DJNZ R7, Delay3; R7 minus 1 is assigned to R7. If R7 is not equal to zero at this time, it will go to Delay3 for execution. ——2 machine cycle time

DJNZ R6,Delay2

DJNZ R5,Delay1

The analysis is as follows:

1. First, calculate the machine period T = 12*1/f = 2μs.

2. Note that DJNZ R7, Delay3 needs to take up 3 machine cycles each time it is executed, including the time of NOP and DJNZ itself. 6μs. So 1ms takes 1ms*1000/6μs=166.67, so take 166.
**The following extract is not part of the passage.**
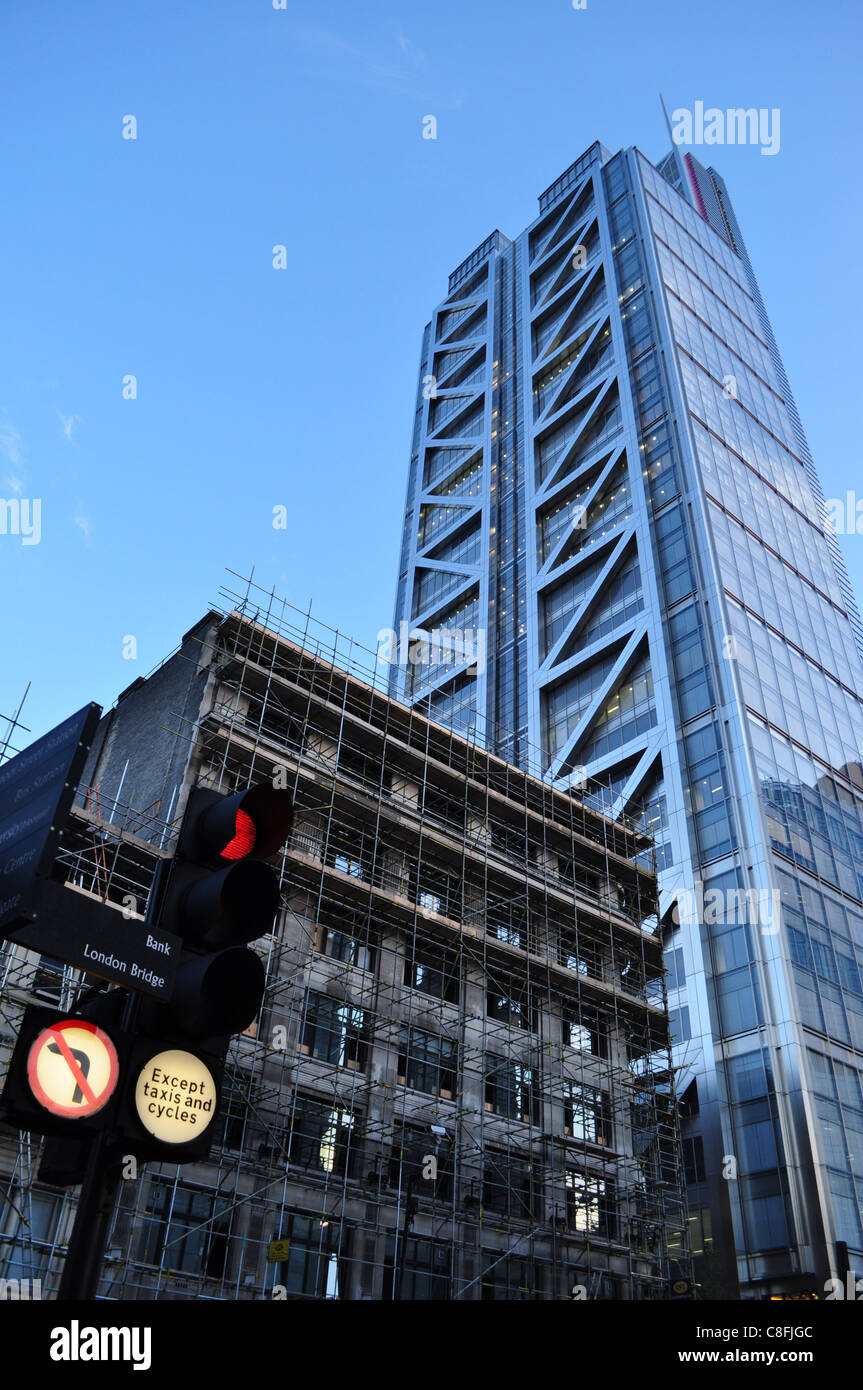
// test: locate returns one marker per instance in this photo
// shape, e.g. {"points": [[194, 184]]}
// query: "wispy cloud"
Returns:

3. Note that DJNZ R6, Delay2 is executed once after 166 cycles (the time is the MOV machine cycle itself, 3*2=6μs). DJNZ R5, Delay1 is not executed until 166*200 times, when R6=0.
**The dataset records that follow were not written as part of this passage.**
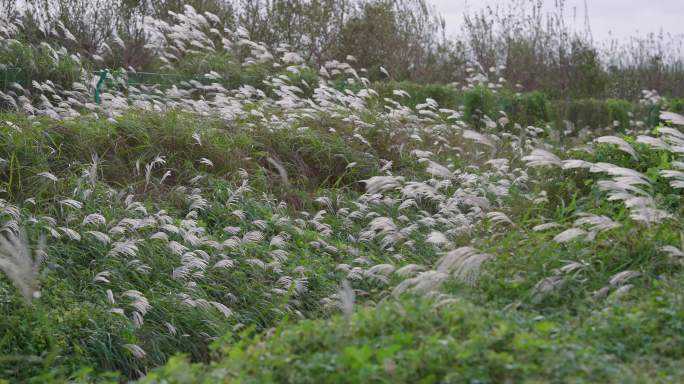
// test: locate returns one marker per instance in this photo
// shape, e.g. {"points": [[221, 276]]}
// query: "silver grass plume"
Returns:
{"points": [[20, 265]]}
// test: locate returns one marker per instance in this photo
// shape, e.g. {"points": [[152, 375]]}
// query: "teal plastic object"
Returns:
{"points": [[103, 77]]}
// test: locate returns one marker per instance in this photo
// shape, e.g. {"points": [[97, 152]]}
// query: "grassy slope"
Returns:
{"points": [[495, 330]]}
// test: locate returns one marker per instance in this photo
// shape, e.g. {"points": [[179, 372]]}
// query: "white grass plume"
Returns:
{"points": [[18, 263]]}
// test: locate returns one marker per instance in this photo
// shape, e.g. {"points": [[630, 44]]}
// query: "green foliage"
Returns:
{"points": [[422, 341], [478, 102]]}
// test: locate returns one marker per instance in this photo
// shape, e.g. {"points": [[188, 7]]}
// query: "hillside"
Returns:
{"points": [[314, 226]]}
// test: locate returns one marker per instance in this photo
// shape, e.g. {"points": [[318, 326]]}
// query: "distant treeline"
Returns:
{"points": [[529, 48]]}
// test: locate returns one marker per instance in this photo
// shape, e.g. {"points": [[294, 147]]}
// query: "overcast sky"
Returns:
{"points": [[608, 18]]}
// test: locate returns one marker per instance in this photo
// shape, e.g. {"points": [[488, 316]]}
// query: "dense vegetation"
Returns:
{"points": [[268, 222]]}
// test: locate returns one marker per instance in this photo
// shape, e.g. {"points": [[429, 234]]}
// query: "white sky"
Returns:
{"points": [[608, 18]]}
4. DJNZ R5, Delay1 loops back when R5 is not 0. The time is also 6μs.

5. Total time: 166*200*25*6μs 200*25*6μs 25*6μs=5010150μs, totaling 5.01015ms (programmers have encountered similar escape loops. This program ignores the time to execute MOV and only calculates the time taken for the loop, that is, 166*200*25*6/1000000=4.98ms, approximately 5ms).

Program improvements:

Remove the NOP command and integerize the delay constant required for 1ms.
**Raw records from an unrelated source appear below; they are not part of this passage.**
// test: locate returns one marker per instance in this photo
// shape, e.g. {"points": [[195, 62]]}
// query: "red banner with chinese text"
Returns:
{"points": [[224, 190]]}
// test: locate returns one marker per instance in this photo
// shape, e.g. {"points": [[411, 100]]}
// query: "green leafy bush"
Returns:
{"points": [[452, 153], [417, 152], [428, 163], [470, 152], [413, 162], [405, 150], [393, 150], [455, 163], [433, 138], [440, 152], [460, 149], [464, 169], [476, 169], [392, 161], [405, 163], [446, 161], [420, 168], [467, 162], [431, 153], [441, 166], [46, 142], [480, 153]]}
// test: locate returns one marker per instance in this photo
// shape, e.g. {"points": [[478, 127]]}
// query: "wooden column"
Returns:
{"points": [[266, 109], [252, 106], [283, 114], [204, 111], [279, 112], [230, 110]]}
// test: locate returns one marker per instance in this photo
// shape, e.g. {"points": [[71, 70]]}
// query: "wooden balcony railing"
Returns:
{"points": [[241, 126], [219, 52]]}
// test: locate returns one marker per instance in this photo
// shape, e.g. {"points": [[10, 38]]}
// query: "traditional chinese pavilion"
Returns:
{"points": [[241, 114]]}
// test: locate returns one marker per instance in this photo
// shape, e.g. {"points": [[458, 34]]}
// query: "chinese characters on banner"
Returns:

Delay: MOV R5,#25; 5ms delay - MOV instruction takes 1 machine cycle time

Delay1: MOV R6,#200; 200ms delay

Delay2: MOV R7,#250 ;1ms delay constant

Delay3: ;NOP ;Null instruction, do nothing, stay for 1 machine cycle

DJNZ R7, Delay3; R7 minus 1 is assigned to R7. If R7 is not equal to zero at this time, it will go to Delay3 for execution. ——2 machine cycle time

DJNZ R6,Delay2

DJNZ R5,Delay1

At this time, the total time is: 250*200*25*4μs 200*25*6μs 25*6μs=5030150μs. The time occupancy error is larger than that before improvement, so it can be corrected by R7-30150/(25*200*4)=248 (because R7=250 takes 2 machine cycles, 4μs, which is equal to R7-1.5075, reducing the time to less than 5ms, and making up the remaining time, taking 248). So: The total time is: 248*200*25*4μs 200*25*6μs 25*6μs=4990150μs, which needs to be supplemented: 5000000-4990150=9850μs, 9850/2=4925 machine cycles. Adding a MOV R4, #200, 4 NOPs, requires another 4920 machine cycles, which can be reduced to 24*205=4920. How to create a function and adjust it according to the actual code is as follows:

Delay: MOV R5,#25; 5ms delay - MOV instruction takes 1 machine cycle time

Delay1: MOV R6,#200; 200ms delay

Delay2: MOV R7,#250 ;1ms delay constant

Delay3: ;NOP ;Null instruction, do nothing, stay for 1 machine cycle

DJNZ R7, Delay3; R7 minus 1 is assigned to R7. If R7 is not equal to zero at this time, it will go to Delay3 for execution. ——2 machine cycle time

DJNZ R6,Delay2

DJNZ R5,Delay1

NOP

NOP

NOP

NOP

MOV R3, #6

Delayadd: MOV R4,#205

MOV R2, #0H

DJNZ R3,Delayadd

Analysis: 205*24 is adjusted to 205*6. This is because the Delay loop is a 4-machine cycle code, so 24/4=6. Please calculate: 205*6*4=4920;4920 5=4925. The time is added up just right. At this time, the time calculation is: 248*200*25*4μs 200*25*6μs 25*6μs=4990150μs 4925*2μs=5000000μs, a total of 5ms.

Theoretically, it is not worse than 1μs (this is just for scientific discussion, the author is not sure about the specific error of the crystal oscillator frequency).